During the autumn of 1890, when speculation on the London Stock Exchange was running riot, principally in regard to securities of the Argentine Republic, including not only the national obligations, but municipal loans and investments in commercial enterprises, a cloud began to appear in the financial sky. The great banking house of Baring Bros, was on the edge of collapse. The failure of that great firm of bankers would undoubtedly take down with it many other moneyed institutions, and such a disaster in London's financial centre would carry untold misery to the rest of the financial world.
The forerunner of impending disaster was already beginning to be felt and the feeling that the world's finances were standing on the brink of disaster was apparent everywhere. The actual realization, however, was averted by a heroic effort on the part of the Governor of the Bank of England, who obtained a loan of gold from the Bank of France, and St.
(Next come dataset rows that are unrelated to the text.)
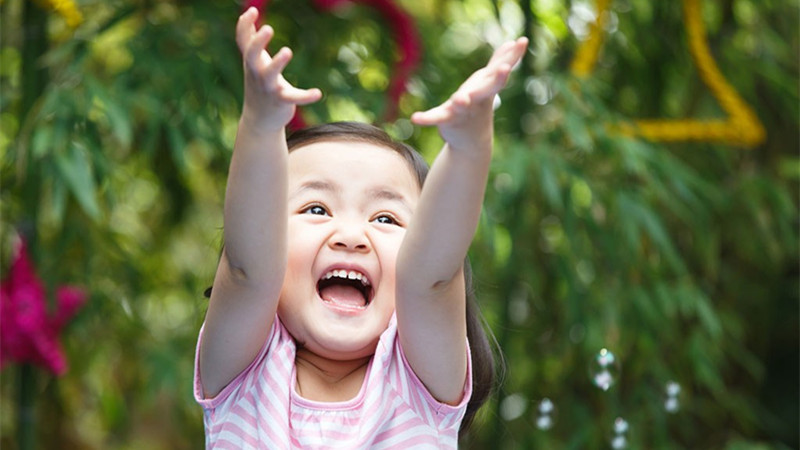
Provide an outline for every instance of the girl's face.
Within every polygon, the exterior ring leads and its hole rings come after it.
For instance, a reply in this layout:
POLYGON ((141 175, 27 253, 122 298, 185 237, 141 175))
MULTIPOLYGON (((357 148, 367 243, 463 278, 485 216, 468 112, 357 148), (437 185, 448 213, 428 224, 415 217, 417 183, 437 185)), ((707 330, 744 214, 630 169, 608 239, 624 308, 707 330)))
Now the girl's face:
POLYGON ((397 252, 419 195, 403 157, 375 144, 323 141, 289 154, 278 314, 300 345, 339 360, 374 353, 394 312, 397 252))

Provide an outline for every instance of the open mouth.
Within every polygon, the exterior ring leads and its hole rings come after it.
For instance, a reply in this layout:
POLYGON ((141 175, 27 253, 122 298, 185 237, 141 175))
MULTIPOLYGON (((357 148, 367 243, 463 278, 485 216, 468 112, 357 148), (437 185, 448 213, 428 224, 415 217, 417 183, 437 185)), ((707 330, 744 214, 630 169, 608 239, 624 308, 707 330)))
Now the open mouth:
POLYGON ((357 270, 328 271, 317 282, 320 298, 337 306, 364 309, 372 301, 372 284, 357 270))

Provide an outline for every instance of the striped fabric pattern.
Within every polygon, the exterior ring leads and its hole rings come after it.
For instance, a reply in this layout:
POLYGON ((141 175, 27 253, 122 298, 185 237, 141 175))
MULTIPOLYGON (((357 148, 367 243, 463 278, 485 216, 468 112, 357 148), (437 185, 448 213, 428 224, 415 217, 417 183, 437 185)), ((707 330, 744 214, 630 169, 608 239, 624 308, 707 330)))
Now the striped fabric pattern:
MULTIPOLYGON (((200 348, 202 329, 197 348, 200 348)), ((469 357, 468 347, 465 347, 469 357)), ((203 407, 208 449, 454 449, 472 388, 461 403, 440 403, 411 370, 392 317, 361 390, 344 402, 315 402, 295 390, 295 343, 276 318, 255 360, 216 397, 203 398, 197 356, 194 395, 203 407)))

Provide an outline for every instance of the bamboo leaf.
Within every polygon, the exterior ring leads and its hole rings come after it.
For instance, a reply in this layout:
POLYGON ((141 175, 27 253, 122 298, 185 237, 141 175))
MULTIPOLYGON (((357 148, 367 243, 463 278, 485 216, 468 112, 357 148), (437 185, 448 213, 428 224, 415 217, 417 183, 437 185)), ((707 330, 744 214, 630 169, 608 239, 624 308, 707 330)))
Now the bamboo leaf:
POLYGON ((684 272, 686 267, 683 264, 683 260, 678 256, 678 252, 672 244, 672 239, 669 237, 659 216, 643 203, 637 204, 637 210, 637 215, 641 220, 644 230, 656 243, 662 255, 667 259, 667 262, 679 272, 684 272))
POLYGON ((186 139, 184 139, 181 130, 177 126, 167 126, 167 140, 169 141, 169 151, 172 155, 172 160, 175 162, 175 167, 181 173, 186 173, 186 139))
POLYGON ((622 231, 622 237, 628 243, 627 247, 631 252, 631 257, 637 255, 641 249, 641 239, 639 236, 639 223, 636 220, 637 212, 635 203, 631 200, 630 194, 619 192, 616 196, 617 224, 622 231))
MULTIPOLYGON (((61 133, 61 135, 63 136, 63 133, 61 133)), ((42 125, 37 127, 31 139, 31 156, 33 159, 40 159, 42 156, 52 151, 53 142, 52 126, 42 125)))
POLYGON ((67 188, 61 178, 54 177, 51 192, 51 214, 56 223, 64 221, 64 213, 67 211, 67 188))
POLYGON ((85 82, 89 94, 97 97, 103 105, 103 112, 108 119, 108 124, 114 137, 122 146, 130 147, 133 141, 133 126, 125 108, 117 101, 118 97, 112 98, 106 88, 93 77, 87 76, 85 82))
POLYGON ((544 151, 539 151, 539 182, 547 202, 551 207, 561 210, 564 207, 561 198, 561 188, 558 185, 557 167, 554 161, 544 151))
POLYGON ((567 113, 564 118, 564 128, 575 147, 586 151, 592 149, 592 137, 580 116, 567 113))
POLYGON ((93 220, 100 219, 92 166, 86 149, 75 143, 66 152, 55 155, 56 167, 83 211, 93 220))
POLYGON ((653 296, 648 295, 640 286, 636 286, 631 291, 631 302, 640 311, 641 318, 650 325, 658 324, 663 320, 663 315, 656 311, 654 300, 653 296))
POLYGON ((708 298, 697 291, 695 293, 694 304, 695 308, 697 308, 697 317, 711 338, 715 342, 719 341, 722 337, 722 324, 717 317, 717 313, 714 312, 714 308, 709 304, 708 298))
POLYGON ((694 366, 694 375, 700 384, 707 387, 714 395, 719 396, 725 388, 716 368, 716 361, 707 351, 710 347, 710 343, 706 342, 699 333, 692 334, 689 340, 689 352, 694 366))

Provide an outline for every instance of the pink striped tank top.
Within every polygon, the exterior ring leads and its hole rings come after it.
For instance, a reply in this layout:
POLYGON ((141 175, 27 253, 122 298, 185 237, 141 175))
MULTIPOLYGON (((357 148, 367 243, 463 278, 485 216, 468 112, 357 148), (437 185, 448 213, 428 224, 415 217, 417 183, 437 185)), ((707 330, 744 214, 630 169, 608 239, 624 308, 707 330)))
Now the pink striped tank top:
MULTIPOLYGON (((200 348, 200 331, 197 348, 200 348)), ((295 391, 295 343, 276 318, 253 360, 214 398, 203 398, 197 356, 194 396, 203 407, 208 449, 454 449, 472 391, 461 403, 431 396, 406 361, 392 317, 361 390, 344 402, 316 402, 295 391)))

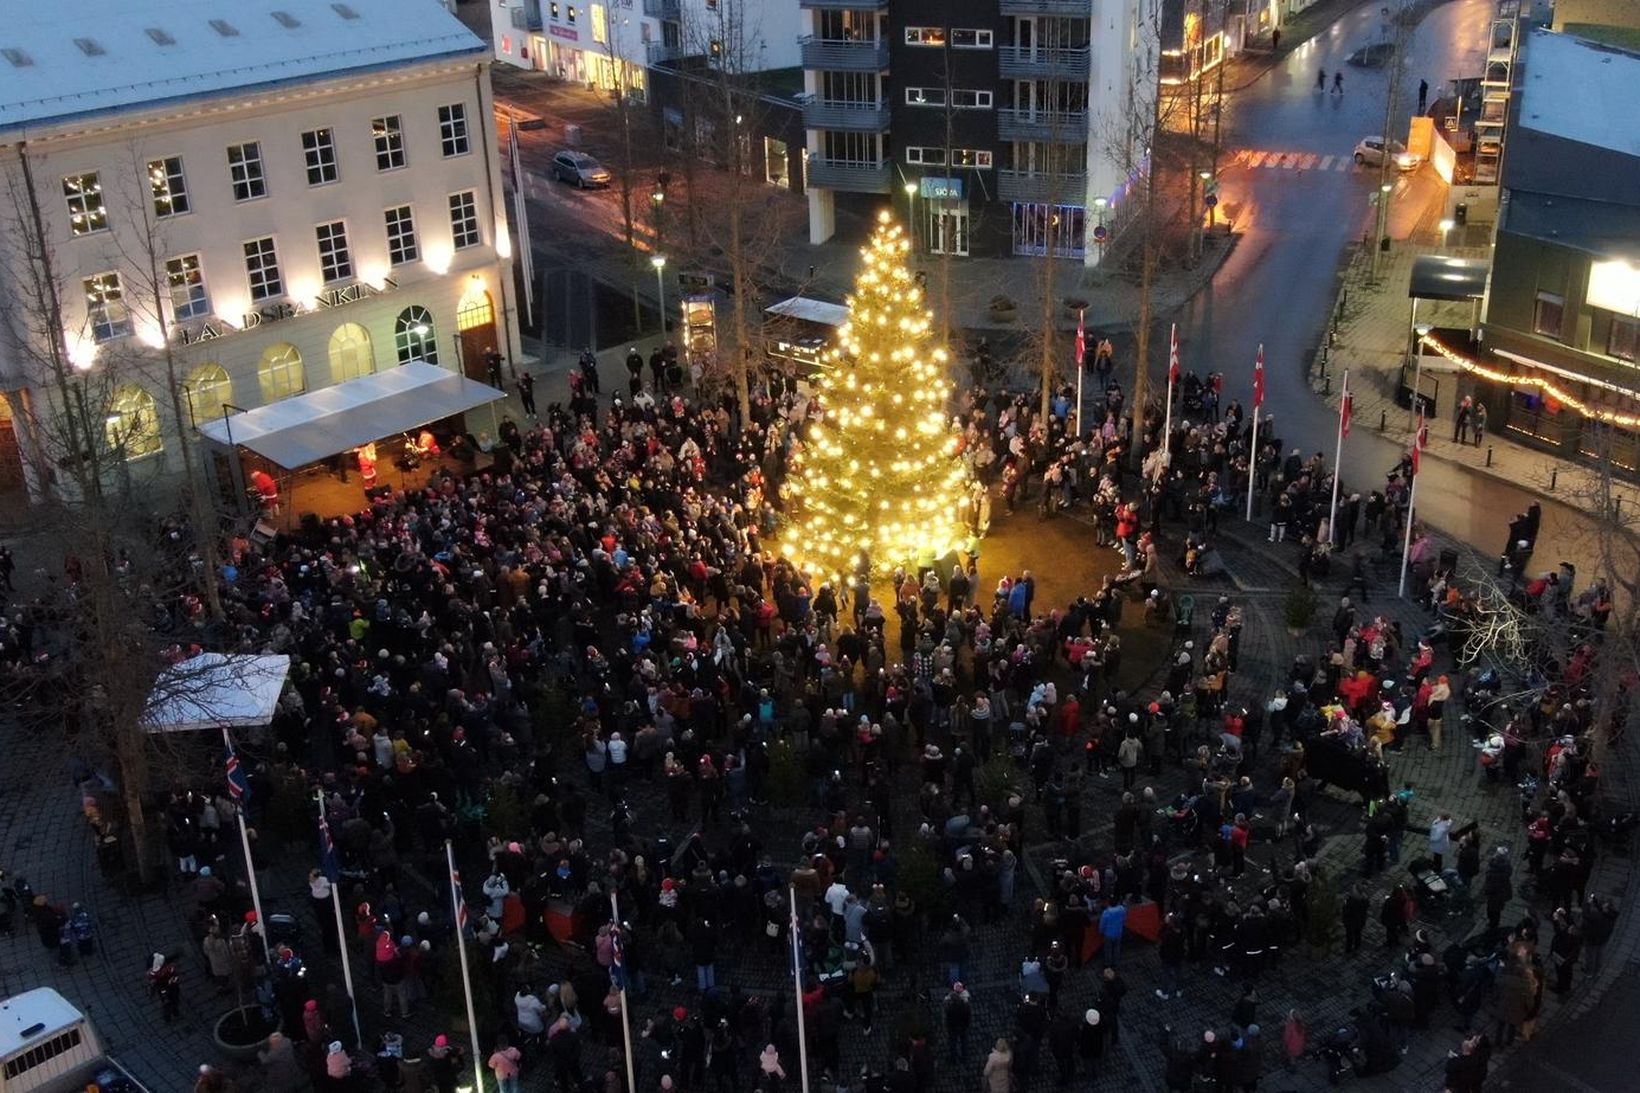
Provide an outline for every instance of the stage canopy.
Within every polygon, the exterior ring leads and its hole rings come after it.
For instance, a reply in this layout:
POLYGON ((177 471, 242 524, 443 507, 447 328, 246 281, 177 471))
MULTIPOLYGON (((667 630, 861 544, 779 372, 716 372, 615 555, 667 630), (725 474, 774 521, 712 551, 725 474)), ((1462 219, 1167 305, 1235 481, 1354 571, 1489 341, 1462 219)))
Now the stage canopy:
POLYGON ((249 448, 295 470, 506 397, 447 368, 412 361, 201 422, 199 431, 218 444, 249 448))
POLYGON ((289 675, 288 656, 200 653, 159 674, 143 727, 166 733, 266 725, 289 675))
POLYGON ((1412 260, 1407 295, 1415 300, 1478 300, 1486 292, 1490 268, 1479 258, 1420 254, 1412 260))
POLYGON ((764 309, 770 315, 781 315, 788 319, 801 319, 806 323, 823 323, 826 326, 842 326, 848 322, 848 308, 842 304, 831 304, 824 300, 814 300, 807 296, 793 296, 789 300, 781 300, 764 309))

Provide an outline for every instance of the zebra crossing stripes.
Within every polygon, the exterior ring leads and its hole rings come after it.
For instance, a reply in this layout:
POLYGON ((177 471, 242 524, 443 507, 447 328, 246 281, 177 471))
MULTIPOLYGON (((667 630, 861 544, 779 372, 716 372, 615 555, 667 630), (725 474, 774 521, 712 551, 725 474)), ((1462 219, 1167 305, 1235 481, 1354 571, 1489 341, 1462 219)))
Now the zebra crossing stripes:
POLYGON ((1331 171, 1344 174, 1355 169, 1352 156, 1323 156, 1314 152, 1282 152, 1268 148, 1237 148, 1231 162, 1249 170, 1331 171))

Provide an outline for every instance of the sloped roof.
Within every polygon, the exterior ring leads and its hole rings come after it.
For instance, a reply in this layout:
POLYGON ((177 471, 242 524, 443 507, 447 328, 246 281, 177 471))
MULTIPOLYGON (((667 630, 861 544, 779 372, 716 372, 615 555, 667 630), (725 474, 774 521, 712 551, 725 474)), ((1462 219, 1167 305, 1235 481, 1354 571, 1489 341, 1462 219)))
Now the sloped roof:
POLYGON ((464 54, 437 0, 46 0, 0 20, 0 134, 464 54))

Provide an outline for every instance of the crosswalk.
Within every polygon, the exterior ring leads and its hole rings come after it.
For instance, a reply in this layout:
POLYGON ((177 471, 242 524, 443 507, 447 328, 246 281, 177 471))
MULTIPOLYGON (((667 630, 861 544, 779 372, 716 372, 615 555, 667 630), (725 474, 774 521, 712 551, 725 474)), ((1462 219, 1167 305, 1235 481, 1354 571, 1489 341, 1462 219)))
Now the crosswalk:
POLYGON ((1231 153, 1231 162, 1237 167, 1264 171, 1337 171, 1355 170, 1354 156, 1322 156, 1313 152, 1280 152, 1264 148, 1237 148, 1231 153))

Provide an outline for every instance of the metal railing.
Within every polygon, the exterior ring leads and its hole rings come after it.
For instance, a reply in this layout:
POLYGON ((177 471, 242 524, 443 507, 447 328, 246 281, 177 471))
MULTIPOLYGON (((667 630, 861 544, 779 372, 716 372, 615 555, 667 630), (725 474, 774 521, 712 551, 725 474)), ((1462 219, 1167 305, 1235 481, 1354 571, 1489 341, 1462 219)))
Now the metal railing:
POLYGON ((889 106, 886 102, 835 102, 810 99, 803 104, 803 127, 839 129, 853 133, 888 131, 889 106))
POLYGON ((888 0, 797 0, 809 11, 886 11, 888 0))
POLYGON ((864 163, 858 160, 809 157, 810 186, 825 190, 852 190, 863 194, 886 194, 892 183, 894 165, 888 161, 864 163))
POLYGON ((997 71, 1009 78, 1063 77, 1085 83, 1092 72, 1091 63, 1086 49, 997 47, 997 71))
POLYGON ((1082 144, 1088 139, 1085 110, 1019 110, 1003 107, 997 111, 997 136, 1003 140, 1047 140, 1059 144, 1082 144))
POLYGON ((645 42, 643 48, 645 56, 652 65, 675 61, 683 56, 682 46, 669 46, 663 42, 645 42))
POLYGON ((643 0, 643 13, 651 19, 676 19, 681 9, 680 0, 643 0))
POLYGON ((1080 171, 1049 174, 1003 170, 997 172, 997 194, 1004 201, 1081 205, 1088 199, 1088 176, 1080 171))
POLYGON ((844 38, 815 38, 797 40, 804 68, 822 68, 833 72, 881 72, 888 67, 888 43, 849 41, 844 38))
POLYGON ((1093 18, 1093 0, 1001 0, 1003 15, 1069 15, 1093 18))

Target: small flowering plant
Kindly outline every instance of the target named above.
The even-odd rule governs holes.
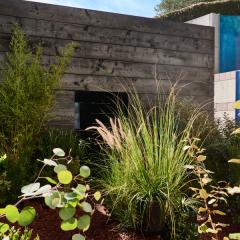
[[[86,180],[91,174],[89,167],[81,166],[79,173],[73,175],[68,168],[72,160],[70,153],[66,156],[61,148],[53,149],[53,156],[50,159],[39,160],[43,166],[35,181],[22,187],[22,194],[16,204],[0,209],[0,218],[5,217],[10,223],[26,227],[33,222],[36,210],[31,206],[20,210],[19,204],[29,199],[44,198],[49,208],[59,211],[61,229],[63,231],[78,229],[79,233],[74,234],[72,240],[85,240],[84,233],[90,227],[94,202],[101,199],[101,193],[90,191]],[[47,167],[52,168],[54,177],[43,176]],[[42,185],[40,182],[44,181],[46,184]],[[82,212],[80,216],[77,214],[78,209]],[[0,233],[4,234],[9,229],[8,224],[0,222]]]

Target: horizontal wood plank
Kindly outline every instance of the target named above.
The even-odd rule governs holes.
[[[82,76],[65,74],[62,78],[62,88],[72,91],[106,91],[106,92],[128,92],[135,89],[139,94],[152,94],[157,91],[167,94],[171,86],[181,96],[205,96],[208,98],[213,89],[209,83],[201,81],[186,82],[167,79],[136,79],[136,78],[114,78],[102,76]]]
[[[3,61],[4,54],[0,54]],[[43,56],[42,63],[46,67],[56,63],[55,57]],[[2,67],[2,66],[0,66]],[[65,73],[76,75],[112,76],[118,78],[156,78],[171,81],[202,81],[211,82],[212,73],[207,68],[146,64],[103,59],[73,58]]]
[[[211,27],[22,0],[1,1],[0,14],[210,40],[214,35]]]
[[[10,36],[0,34],[0,52],[9,51]],[[45,55],[61,55],[64,46],[71,41],[31,37],[30,45],[41,43]],[[185,53],[154,48],[142,48],[112,44],[79,42],[74,57],[142,62],[152,64],[171,64],[193,67],[213,67],[213,56],[210,54]]]
[[[119,28],[98,28],[87,25],[65,24],[3,15],[0,15],[0,33],[11,33],[11,29],[16,22],[30,36],[65,39],[76,42],[87,41],[133,47],[169,49],[192,53],[213,54],[214,49],[214,41],[212,40],[142,33]]]

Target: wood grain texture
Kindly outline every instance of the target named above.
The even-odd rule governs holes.
[[[170,34],[171,29],[169,29],[168,35],[161,35],[119,28],[99,28],[89,25],[66,24],[4,15],[0,15],[0,32],[10,33],[16,22],[30,36],[210,54],[213,53],[214,47],[213,39],[172,36]]]
[[[0,34],[0,51],[8,51],[10,36]],[[41,44],[45,55],[62,55],[62,50],[69,40],[30,37],[32,46]],[[179,52],[176,50],[133,47],[105,43],[79,41],[79,47],[74,52],[75,58],[120,60],[152,64],[170,64],[178,66],[193,66],[212,68],[213,58],[209,53]]]
[[[169,34],[171,32],[172,35],[210,40],[213,39],[214,35],[211,27],[193,26],[190,24],[159,21],[153,18],[54,6],[36,2],[25,2],[23,0],[1,1],[0,14],[156,34]]]
[[[130,91],[154,99],[156,79],[167,94],[203,103],[213,99],[214,30],[158,19],[53,6],[22,0],[0,1],[0,60],[9,51],[18,23],[31,47],[41,43],[48,67],[63,47],[79,43],[57,91],[51,124],[73,128],[75,91]],[[2,66],[0,66],[2,69]],[[211,105],[211,104],[210,104]],[[209,108],[210,109],[210,108]]]

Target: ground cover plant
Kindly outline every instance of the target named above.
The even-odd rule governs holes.
[[[105,204],[121,226],[135,231],[175,235],[176,215],[189,182],[185,165],[191,164],[183,148],[196,115],[184,129],[178,128],[174,90],[147,109],[138,95],[129,96],[127,114],[118,109],[110,128],[97,120],[99,144],[105,154],[99,184],[106,194]],[[167,230],[168,229],[168,230]],[[168,236],[170,238],[170,236]]]
[[[9,228],[7,224],[1,224],[0,229],[8,229],[7,231],[0,232],[0,237],[2,240],[31,240],[32,230],[25,228],[23,231],[21,229],[16,229],[15,227]],[[4,232],[4,233],[3,233]],[[34,240],[40,240],[37,236]]]
[[[72,240],[85,240],[84,232],[91,223],[94,200],[99,201],[101,193],[90,192],[90,186],[86,181],[90,176],[89,167],[81,166],[77,175],[69,171],[68,166],[72,160],[72,157],[66,156],[60,148],[53,149],[53,156],[50,159],[39,160],[43,166],[37,178],[33,183],[22,187],[22,195],[14,205],[8,204],[0,209],[0,219],[6,218],[9,223],[26,227],[33,222],[36,210],[31,206],[25,206],[20,210],[19,205],[27,200],[44,198],[49,208],[59,210],[61,229],[63,231],[79,229],[79,233],[74,234]],[[42,175],[46,167],[51,168],[55,173],[54,178]],[[82,211],[81,215],[77,213],[77,209]],[[17,237],[18,233],[14,233],[7,223],[0,223],[0,234],[8,234],[8,236],[15,234]],[[28,240],[31,232],[25,231],[24,236],[22,240]]]
[[[60,88],[75,45],[67,45],[62,57],[48,67],[41,62],[41,46],[30,49],[19,26],[13,29],[9,47],[0,72],[0,153],[7,154],[7,161],[0,166],[5,186],[1,187],[1,202],[9,189],[14,199],[20,186],[29,180],[28,172],[36,164],[35,160],[30,163],[36,140],[50,119],[54,89]]]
Petersburg, against which an issue of paper money was made by the Bank of England to temporarily accommodate the public.
He also persuaded many of the leading bankers of London to unite and subscribe a large guarantee fund, so the total assets of the Baring Bros, were taken over, and liquidated by the Bank of England, and a large surplus eventually returned to that firm. Therefore, by a wise and prompt action on the part of Mr. Lidderdale, then the Governor of the Bank of England, a world panic was prevented.